# Navionics Chip - Ohio River?



## drjkl1 (Jul 2, 2009)

I have the Hotmaps version (not platinum or premium) of the Navionics chip in my humminbird gps. Does anyone know if this has maps of the Ohio river? I was hoping to do some hybrid fishing this fall, but haven't ventured onto the river & was wondering if my chip had any map info for the river.


----------



## I Fish (Sep 24, 2008)

I have the 2008 Hotmaps Premium, Eastern Region, and it has the Ohio, but, it doesn't have any depths or contours. They say the rivers change too often to maintain any kind of accuracy. Mine shows the shoreline, backwaters, tributaries, dams and the navagational channel.


----------



## drjkl1 (Jul 2, 2009)

Thanks. For some reason I have a bit of anxiety about going out onthe river. Never been. Used to get a bit paranoid first time on a new lake and having the GPS and chip at least helps give a bit of security to get around. Makes sense I guess that the Ohio river map wouldn't have countours due to chages in the bottom, but being able to find tributaries I've ehard about and get back to my launch site if I dawdle somewhere would be nice.


----------



## Lewzer (Apr 5, 2004)

You can order the Ohio River navigation maps of the ACoE website. They used to be free on the web but after Sept.11 2001 they make you order them for something like $12.00. 
They show everything including underwater piplines, dams, HWD, tribs......


http://www.lrd.usace.army.mil/navigation/navcharts/

This is also an *excellent* book for anyone fishing the river. 

[ame="http://www.amazon.com/Fishing-Ohio-River-Pittsburgh-Markland/dp/0964330903"]Amazon.com: Fishing the Ohio River: From Pittsburgh, Pa., to Markland, Ind. (9780964330900): Mark Hicks: Books[/ame]

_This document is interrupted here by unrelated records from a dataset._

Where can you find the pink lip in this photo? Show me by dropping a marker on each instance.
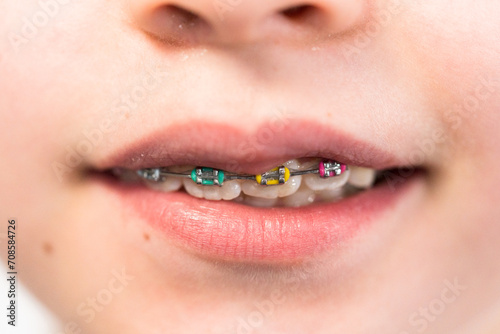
(225, 147)
(231, 231)
(235, 232)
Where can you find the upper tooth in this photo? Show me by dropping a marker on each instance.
(228, 191)
(362, 177)
(252, 188)
(193, 189)
(315, 182)
(260, 202)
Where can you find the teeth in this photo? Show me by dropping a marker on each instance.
(362, 177)
(168, 185)
(254, 189)
(229, 190)
(300, 190)
(315, 182)
(260, 202)
(193, 189)
(251, 188)
(302, 197)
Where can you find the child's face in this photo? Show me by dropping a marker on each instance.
(244, 86)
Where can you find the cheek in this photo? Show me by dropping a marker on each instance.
(457, 47)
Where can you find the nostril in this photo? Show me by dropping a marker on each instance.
(177, 25)
(301, 13)
(180, 17)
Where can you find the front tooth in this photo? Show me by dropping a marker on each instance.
(260, 202)
(252, 188)
(193, 189)
(362, 177)
(228, 191)
(168, 185)
(303, 196)
(317, 183)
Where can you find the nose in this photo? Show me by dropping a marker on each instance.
(245, 21)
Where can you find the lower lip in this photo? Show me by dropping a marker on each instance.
(229, 231)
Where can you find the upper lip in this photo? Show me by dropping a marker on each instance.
(225, 147)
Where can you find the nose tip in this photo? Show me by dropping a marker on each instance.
(242, 21)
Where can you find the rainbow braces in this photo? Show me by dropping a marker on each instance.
(209, 176)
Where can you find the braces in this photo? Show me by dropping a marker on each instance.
(210, 176)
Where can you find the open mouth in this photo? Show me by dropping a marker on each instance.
(295, 183)
(202, 190)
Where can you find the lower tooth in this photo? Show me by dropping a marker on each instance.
(362, 177)
(260, 202)
(315, 182)
(230, 190)
(170, 184)
(302, 197)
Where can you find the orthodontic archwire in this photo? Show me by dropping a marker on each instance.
(209, 176)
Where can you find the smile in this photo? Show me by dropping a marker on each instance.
(242, 208)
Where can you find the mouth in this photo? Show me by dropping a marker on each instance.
(215, 193)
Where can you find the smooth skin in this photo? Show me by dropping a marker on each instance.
(420, 79)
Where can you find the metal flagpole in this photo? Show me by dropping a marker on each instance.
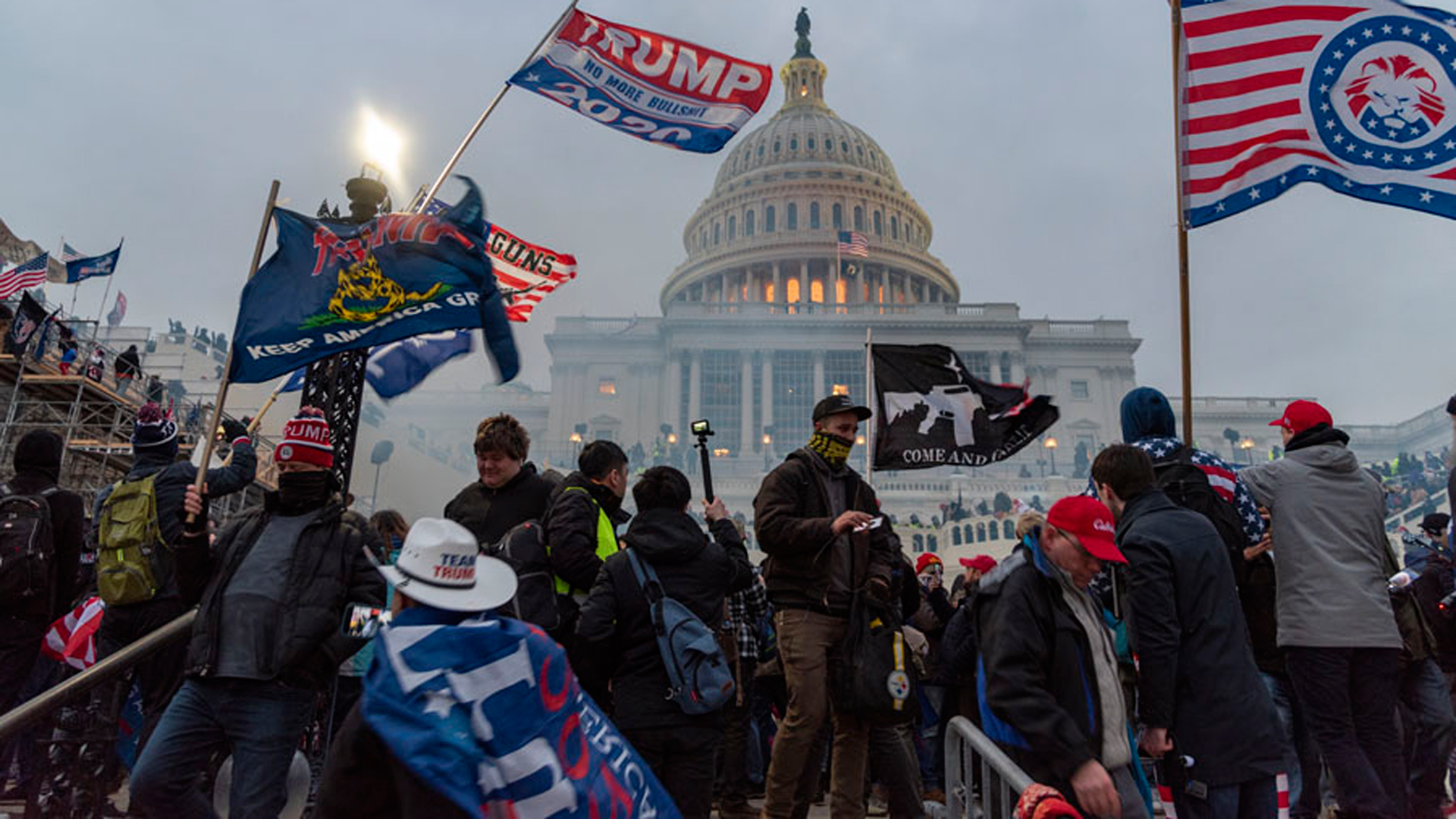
(1183, 226)
(490, 108)
(873, 404)
(228, 366)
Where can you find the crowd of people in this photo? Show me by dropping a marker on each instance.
(1245, 630)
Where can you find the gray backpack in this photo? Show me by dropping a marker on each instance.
(696, 668)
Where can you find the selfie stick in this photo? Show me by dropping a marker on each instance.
(708, 466)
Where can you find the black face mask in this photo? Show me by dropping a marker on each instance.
(303, 491)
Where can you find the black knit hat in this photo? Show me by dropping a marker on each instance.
(39, 450)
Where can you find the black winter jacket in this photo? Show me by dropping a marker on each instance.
(491, 513)
(364, 780)
(67, 537)
(617, 626)
(1038, 694)
(327, 573)
(571, 529)
(792, 519)
(1196, 670)
(174, 477)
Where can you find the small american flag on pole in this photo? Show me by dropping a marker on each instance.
(854, 243)
(24, 276)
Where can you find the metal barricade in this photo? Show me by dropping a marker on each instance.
(967, 752)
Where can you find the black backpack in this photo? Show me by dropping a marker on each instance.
(1187, 485)
(27, 547)
(523, 548)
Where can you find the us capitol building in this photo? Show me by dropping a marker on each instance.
(758, 322)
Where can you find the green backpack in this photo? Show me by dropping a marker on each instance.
(128, 542)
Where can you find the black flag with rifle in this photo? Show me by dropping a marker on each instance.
(934, 413)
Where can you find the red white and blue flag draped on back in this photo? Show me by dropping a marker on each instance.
(653, 86)
(1351, 95)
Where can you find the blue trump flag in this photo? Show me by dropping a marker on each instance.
(398, 368)
(91, 267)
(332, 287)
(488, 711)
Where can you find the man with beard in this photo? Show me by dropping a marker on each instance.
(267, 635)
(820, 525)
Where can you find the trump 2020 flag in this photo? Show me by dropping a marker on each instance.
(488, 713)
(1351, 95)
(89, 267)
(648, 85)
(332, 287)
(934, 413)
(400, 366)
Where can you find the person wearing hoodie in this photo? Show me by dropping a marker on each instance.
(24, 620)
(1197, 679)
(510, 491)
(820, 525)
(155, 458)
(1335, 623)
(617, 629)
(1149, 425)
(267, 639)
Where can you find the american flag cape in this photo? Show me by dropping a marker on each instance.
(526, 273)
(72, 639)
(1351, 95)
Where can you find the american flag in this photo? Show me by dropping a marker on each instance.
(854, 243)
(24, 276)
(1351, 95)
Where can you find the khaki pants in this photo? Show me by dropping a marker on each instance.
(805, 643)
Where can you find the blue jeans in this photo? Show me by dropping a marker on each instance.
(1430, 735)
(1350, 698)
(259, 720)
(1301, 755)
(1256, 799)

Both will cut years off your learning curve, literally.


----------



## Gottagofishn (Nov 18, 2009)

As it is in a valley you will find a lot of fog in Oct. be carefull. There is a lot of barge traffic so don't risk it when there is a heavy fog. You can get the river levels at http://www.lrd-wc.usace.army.mil/navreps.html. In addition to the Hybrids there is a very healthy population of Sauger/Walleye and monster cats as well. It's a great all around fishing trip. The locks are a awesome experience too. Not sure when you are going or where to but if you need anymore info shoot me a PM. I'll help where I can.


----------



## Ken G (Apr 9, 2004)

You can also order a cd with all of the river charts and some other information for $15.00 at: http://www.theohioriver.com/


----------



## I Fish (Sep 24, 2008)

drjkl1 said:


> Thanks. For some reason I have a bit of anxiety about going out onthe river. Never been. Used to get a bit paranoid first time on a new lake and having the GPS and chip at least helps give a bit of security to get around. Makes sense I guess that the Ohio river map wouldn't have countours due to chages in the bottom, but being able to find tributaries I've ehard about and get back to my launch site if I dawdle somewhere would be nice.


I always get some amount of anxiety over going on a new body of water, even just river pools I've never been on, even though I pretty much cut my boating teeth on the Ohio. There really is a lot that can go wrong. I suggest you go during the day a few times to get to know it a little. IMO, those barges aren't as dangerous as people like to think. As long as you aren't in the middle of the river, drifting or anchored, in the dark, they are easy to avoid. Just use common sense. They do make waves, but don't throw the big boat swamping wakes like they used to. Just be carefull and use your head and you should be fine.


----------